On 4 April 2018 HMRC announced that the EU State Aid approval for the EMI scheme was due to run out on 6 April, as it hadn’t been renewed in time. This means that any EMI share options issued from 7 April 2018 onwards won’t qualify for tax relief.
It is not clear whether the tax relief for any existing EMI share options continues to apply where those options have not been exercised. HMRC has said that it will continue to apply its current guidance and practice regarding existing EMI options, so it will consider those options to be approved share options for now.
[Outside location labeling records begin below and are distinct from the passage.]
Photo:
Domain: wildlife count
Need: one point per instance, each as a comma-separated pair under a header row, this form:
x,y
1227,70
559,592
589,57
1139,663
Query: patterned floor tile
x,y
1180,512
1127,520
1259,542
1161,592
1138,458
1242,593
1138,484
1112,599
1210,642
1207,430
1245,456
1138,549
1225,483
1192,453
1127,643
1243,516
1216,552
The UK Government is trying to negotiate the reinstatement of State Aid approval for the EMI scheme, but no one knows whether this approval will be backdated to 7 April 2018. Tax relief for the EMI scheme may only apply from the date the approval is reinstated or from a date to be specified in the future. It is possible that the State Aid approval may not be renewed for the EMI scheme before the UK leaves the EU on 29 March 2019.
The implications for employers are not pretty. Any share options granted which do not qualify for tax relief are a benefit in kind subject to PAYE and NIC. The company would normally be able to claim a deduction for corporation tax purposes of the cost of granting the options, but this deduction doesn’t apply if the options are part of an unapproved share scheme.
Shares acquired through an EMI scheme also carry an entitlement to entrepreneurs’ relief on disposal, where the qualifying option was granted at least one year before the disposal of the shares. The employee is not required to hold 5% or more of the ordinary share capital for such EMI-derived shares.